"But we shall part in friendship, shall we not?" said George. "I have so much to thank you for, that I cannot bear that you should be angry with me now."
"You are an ass—a fool!"
"You should look on that as my misfortune, sir." And then he paused a moment. "I will leave you now, shall I?"
"Yes, and send Mary up."
"But I may come down again to-morrow?"
"What! haven't they a bed for you in the house?"
Bertram hummed and hawed, and said he did not know. But the conference ended in his promising to stay there. So he went up to town, and returned again bringing down his carpet bag, and preparing to remain till all should be over.

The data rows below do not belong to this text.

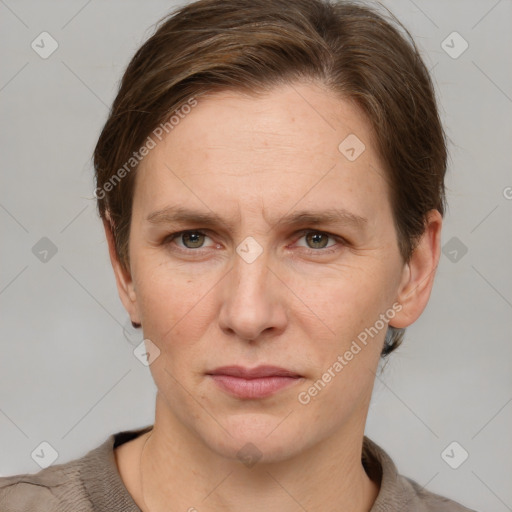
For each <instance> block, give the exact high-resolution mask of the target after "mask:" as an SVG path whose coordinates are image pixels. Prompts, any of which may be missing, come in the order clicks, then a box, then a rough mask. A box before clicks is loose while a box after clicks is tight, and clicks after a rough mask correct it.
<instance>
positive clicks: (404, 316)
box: [389, 210, 443, 328]
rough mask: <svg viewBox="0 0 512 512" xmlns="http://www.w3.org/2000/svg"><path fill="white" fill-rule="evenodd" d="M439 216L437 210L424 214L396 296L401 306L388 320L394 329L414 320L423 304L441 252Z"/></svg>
mask: <svg viewBox="0 0 512 512" xmlns="http://www.w3.org/2000/svg"><path fill="white" fill-rule="evenodd" d="M442 224H443V219H442V216H441V214H440V213H439V212H438V211H437V210H430V211H429V212H428V214H427V219H426V228H425V232H424V233H423V235H422V236H421V238H420V239H419V240H418V244H417V245H416V247H415V249H414V251H413V253H412V255H411V259H410V260H409V262H408V263H406V264H405V266H404V270H403V277H402V281H401V283H400V287H399V290H398V295H397V299H396V300H397V302H398V303H399V304H401V306H402V309H401V310H400V311H399V312H397V314H396V315H395V317H394V318H393V319H392V320H390V322H389V325H391V326H393V327H397V328H404V327H408V326H409V325H411V324H412V323H414V322H415V321H416V320H417V319H418V318H419V317H420V315H421V313H422V312H423V310H424V309H425V307H426V306H427V303H428V300H429V298H430V292H431V291H432V286H433V285H434V277H435V273H436V269H437V265H438V264H439V258H440V254H441V228H442Z"/></svg>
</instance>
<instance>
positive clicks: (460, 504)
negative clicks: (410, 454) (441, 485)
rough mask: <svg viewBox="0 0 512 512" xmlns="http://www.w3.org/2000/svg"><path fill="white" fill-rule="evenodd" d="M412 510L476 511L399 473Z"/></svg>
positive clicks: (452, 511) (436, 511)
mask: <svg viewBox="0 0 512 512" xmlns="http://www.w3.org/2000/svg"><path fill="white" fill-rule="evenodd" d="M398 478H399V480H400V481H401V485H402V487H403V489H404V490H405V495H406V500H407V501H408V502H409V503H410V504H411V510H414V511H417V512H476V511H475V510H473V509H470V508H467V507H465V506H463V505H461V504H460V503H458V502H456V501H453V500H451V499H449V498H446V497H444V496H441V495H439V494H435V493H433V492H430V491H427V490H426V489H424V488H423V487H422V486H421V485H420V484H418V483H417V482H415V481H414V480H412V479H410V478H407V477H405V476H403V475H399V477H398Z"/></svg>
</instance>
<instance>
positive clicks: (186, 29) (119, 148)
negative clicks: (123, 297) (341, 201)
mask: <svg viewBox="0 0 512 512" xmlns="http://www.w3.org/2000/svg"><path fill="white" fill-rule="evenodd" d="M158 25H159V27H158V28H157V30H156V31H155V33H154V35H153V36H151V37H150V38H149V39H148V40H147V41H146V42H145V43H144V44H143V45H142V46H141V48H140V49H139V50H138V51H137V52H136V54H135V55H134V57H133V58H132V60H131V62H130V63H129V65H128V67H127V69H126V71H125V73H124V75H123V78H122V81H121V84H120V87H119V91H118V94H117V96H116V98H115V100H114V103H113V105H112V108H111V111H110V115H109V117H108V120H107V121H106V123H105V126H104V128H103V130H102V132H101V135H100V137H99V140H98V142H97V145H96V148H95V150H94V167H95V171H96V186H97V188H96V194H95V195H96V197H97V199H98V209H99V213H100V216H101V217H102V218H103V219H107V220H108V221H109V222H110V226H111V230H112V234H113V237H114V241H115V245H116V251H117V254H118V256H119V260H120V262H121V264H122V265H123V266H124V267H125V268H128V266H129V258H128V256H129V255H128V238H129V231H130V220H131V211H132V199H133V192H134V177H135V170H136V167H137V161H136V160H134V156H133V155H134V154H135V153H136V152H137V150H139V148H141V146H143V144H144V141H145V140H147V139H148V136H149V135H150V134H151V133H152V131H153V130H155V128H156V127H157V126H159V125H162V124H164V123H166V122H168V120H169V117H170V116H172V115H173V113H176V112H179V109H180V108H183V106H184V105H186V104H187V102H189V101H190V99H191V98H194V97H196V96H199V95H201V94H203V93H210V92H216V91H223V90H235V91H240V92H246V93H250V94H257V93H258V92H266V91H269V90H270V89H271V88H272V87H274V86H276V85H280V84H286V83H291V82H293V81H311V80H313V81H315V82H317V83H320V84H322V85H324V86H326V87H327V88H328V89H329V90H332V91H334V92H335V93H337V94H338V95H339V96H340V98H345V99H349V100H352V101H355V102H356V103H357V105H358V106H359V107H360V109H361V110H362V112H364V114H365V115H366V117H367V119H368V120H369V122H370V124H371V126H372V128H373V135H374V137H375V141H376V146H377V151H378V153H379V155H380V157H381V160H382V162H383V164H384V168H385V171H386V178H387V181H388V183H389V189H390V191H391V192H390V194H391V197H390V200H391V205H392V209H393V216H394V222H395V227H396V230H397V237H398V246H399V248H400V253H401V255H402V257H403V259H404V261H408V260H409V258H410V256H411V254H412V252H413V250H414V247H415V244H416V242H417V240H418V238H419V237H420V236H421V235H422V234H423V232H424V229H425V219H426V214H427V212H428V211H429V210H431V209H437V210H438V211H439V212H440V213H441V214H444V207H445V193H444V175H445V170H446V161H447V150H446V141H445V134H444V131H443V128H442V125H441V122H440V119H439V114H438V111H437V105H436V100H435V93H434V88H433V85H432V81H431V78H430V75H429V73H428V71H427V69H426V67H425V64H424V62H423V60H422V58H421V56H420V54H419V51H418V49H417V47H416V45H415V43H414V41H413V39H412V37H411V35H410V34H409V32H408V31H407V29H405V28H404V27H403V26H402V25H401V24H400V23H399V22H398V21H397V20H396V18H394V17H393V16H392V15H391V14H390V13H389V12H388V14H387V15H384V14H381V13H379V12H378V11H377V10H376V9H375V8H369V7H367V6H364V5H361V4H359V3H355V2H345V1H338V2H332V1H329V0H199V1H196V2H193V3H190V4H188V5H186V6H184V7H181V8H179V9H178V10H176V11H175V12H172V13H170V14H169V15H168V16H166V17H165V18H164V19H162V20H161V21H160V22H159V24H158ZM394 25H396V26H394ZM400 31H402V32H403V33H404V34H405V35H406V37H405V36H404V35H402V34H401V33H400ZM131 160H133V161H132V165H131V167H133V171H132V172H130V171H131V168H130V167H128V168H127V166H126V163H127V162H128V161H131ZM122 169H124V171H123V172H121V171H122ZM98 192H99V193H98ZM402 338H403V329H394V328H392V327H390V328H389V329H388V332H387V335H386V342H385V344H384V348H383V350H382V355H383V356H385V355H387V354H389V353H390V352H392V351H393V350H394V349H395V348H396V347H398V345H399V344H400V343H401V341H402Z"/></svg>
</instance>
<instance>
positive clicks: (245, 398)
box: [207, 365, 302, 400]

That was a strange household which was now collected together in the house at Hadley. The old man was lying upstairs, daily expecting his death; and he was attended, as it was seemly that he should be, by his nearest relatives. His brother's presence he would not have admitted; but his grandchild was there, and his nephew, and her whom he had always regarded as his niece. Nothing could be more fitting than this. But not the less did Caroline and George feel that it was not fitting that they should be together.
And yet the absolute awkwardness of the meeting was soon over. They soon found themselves able to sit in the same room, conversing on the one subject of interest which the circumstances of the moment gave, without any allusion to past times. They spoke only of the dying man, and asked each other questions only about him. Though they were frequently alone together while Miss Baker was with Mr. Bertram, they never repeated the maddening folly of that last scene in Eaton Square.
"She has got over it now," said Bertram to himself; and he thought that he rejoiced that it was so. But yet it made his heart sad.